Un film dunque sinestetico, plurimo, di abbagliante bellezza, scaturito dall’interno di un immaginario personale ed estremamente vivido qual è quello di Hosoda; un regista che sin dagli inizi del suo percorso artistico ha tuffato le sue eroine in uno scenario avanguardistico, un mondo futuristico e parallelo che stilisticamente contiene le avanguardie del ‘900, il concetto filosofico e l’immagine astratta del ballet mécanique cubista e dadaista, ma anche l’uso violento del colore astratto, pura nota emotiva. Hosoda è anche estremamente attento alle nuove sensibilità riguardo al tema del “mostro” e alla sua innocenza: il suo drago rimanda non solo alla classicità, ma a nuove tendenze dell’arte contemporanea, come i  mostri romantici ed elegiaci dell’illustratrice italiana Loputyn o le bizzarre e delicate creature disegnate da Nagabe in Love from the other side (2019).


L’estetica, in Hosoda, provoca sempre un terremoto interiore: questo primato emotivo rende il suo cinema particolarmente affine alla giovinezza, un’età che il regista esplora “dall’interno”, riproducendone le scoperte e i sentimenti come se li vivesse personalmente. In Belle non c’è, e non c’è mai stata nel cinema di Hosoda, la presunzione di un’osservazione dell’adolescenza con l’occhio esperto e inaridito dell’adulto: il regista “è” i suoi personaggi – ne percepisce lo smarrimento, il disincanto, i nuovi entusiasmi. Il suo istinto lo avvicina all’ “età in cui tutto succede”: il coming of age non solo è paradigmatico di tutte le esperienze successive, ma diviene la più vera, sensibile, innocente esistenza umana. 

Ed è qui, in questo scarto fondamentale rispetto all’animazione disneyana (una differenza che si rivela non solo stilistica ma anche etica) che Belle esce dalla favola per divenire un ritratto, schiacciante nella sua precisione, della condizione giovanile attuale. I ragazzi di Hosoda sono colpevolmente dimenticati (gli fa eco il Sono Sion di The Lonely 19:00, 2020) o sfruttati (come Annette del film di Carax, 2021) e si rifugiano in identità alternative. Il mondo digitale e parallelo di U diviene allora lo spazio dell’immaginazione dove è possibile estrarre la parte più forte di se stessi, che resta silente nella realtà: di qui l’afasia, la “voce che non esce” di Suzu.

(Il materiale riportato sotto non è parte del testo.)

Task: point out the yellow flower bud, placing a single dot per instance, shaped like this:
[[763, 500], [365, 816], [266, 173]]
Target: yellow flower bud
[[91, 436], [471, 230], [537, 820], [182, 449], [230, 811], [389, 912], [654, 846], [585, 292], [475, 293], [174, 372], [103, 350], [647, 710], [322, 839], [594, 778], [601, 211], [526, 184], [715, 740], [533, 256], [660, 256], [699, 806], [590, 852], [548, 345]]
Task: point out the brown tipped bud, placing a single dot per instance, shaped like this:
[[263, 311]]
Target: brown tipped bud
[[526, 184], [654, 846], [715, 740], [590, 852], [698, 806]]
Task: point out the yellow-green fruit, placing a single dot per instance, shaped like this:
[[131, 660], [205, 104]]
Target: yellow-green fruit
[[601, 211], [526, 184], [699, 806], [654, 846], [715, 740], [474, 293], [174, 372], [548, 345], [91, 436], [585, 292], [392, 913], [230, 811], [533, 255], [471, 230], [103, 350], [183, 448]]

Il sentire di Hosoda è condiviso da Spielberg, che in Ready Player One (2018) fa ballare i suoi protagonisti sul’abisso: l’adolescenza contemporanea trova un riscatto in altri mondi in cui finalmente riuscire ad essere.

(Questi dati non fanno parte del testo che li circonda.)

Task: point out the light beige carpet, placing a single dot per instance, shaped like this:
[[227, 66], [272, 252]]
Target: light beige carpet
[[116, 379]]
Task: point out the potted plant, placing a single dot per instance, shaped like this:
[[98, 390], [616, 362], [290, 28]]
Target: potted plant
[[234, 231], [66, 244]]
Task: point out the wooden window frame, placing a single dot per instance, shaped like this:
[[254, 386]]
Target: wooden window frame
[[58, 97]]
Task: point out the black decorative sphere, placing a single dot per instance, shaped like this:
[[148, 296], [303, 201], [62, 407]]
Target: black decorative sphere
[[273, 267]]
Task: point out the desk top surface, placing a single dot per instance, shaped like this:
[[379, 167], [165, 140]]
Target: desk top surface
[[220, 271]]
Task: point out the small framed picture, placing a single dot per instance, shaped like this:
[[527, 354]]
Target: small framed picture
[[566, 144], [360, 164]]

In tale contesto, il disvelamento del sé assume le dimensioni d’un gesto eroico, particolarmente struggente in Belle: è l’atto eroico di una outsider che getta la maschera salvifica e cerca una nuova connessione col reale: non rinuncia ad esso, non ignora la sofferenza al suo interno. Per questo motivo Hosoda realizza il più bel cinema anime del futuro, citando i grandi artisti dell’animazione giapponese – dal Kon di Paprika agli archetipi mecha di Nagai – inserendoli in un immaginario nuovo, molteplice, commovente nella sua vastità. Con il suo dinamismo, le esplosioni coloristiche, l’uso dello spazio a 360 gradi, l’invenzione di un nuovo movimento libero e incurante dei limiti del tempo e dello spazio, Hosoda è l’artefice di un futuro in cui avere fiducia. E in cui è ancora possibile rinvenire tracce di storia – di principesse e draghi, di leggende e miti.

Marcella Leonardi


Titolo originale:竜とそばかすの姫  (Ryū to Sobakasu no Hime); regia: Hosoda Mamoru; sceneggiatura: Hosoda Mamoru; musiche: Iwasaki Taisei, Ludvig Forssell,  Yuta Bandoh; produzione: Studio Chizu; durata: 124’; prima uscita in Giappone: 16 luglio 2021; presentato a Cannes il 15 luglio 2021; riconoscimenti: Premio Animation of the Year, Japan Academy Film Prize (marzo 2022).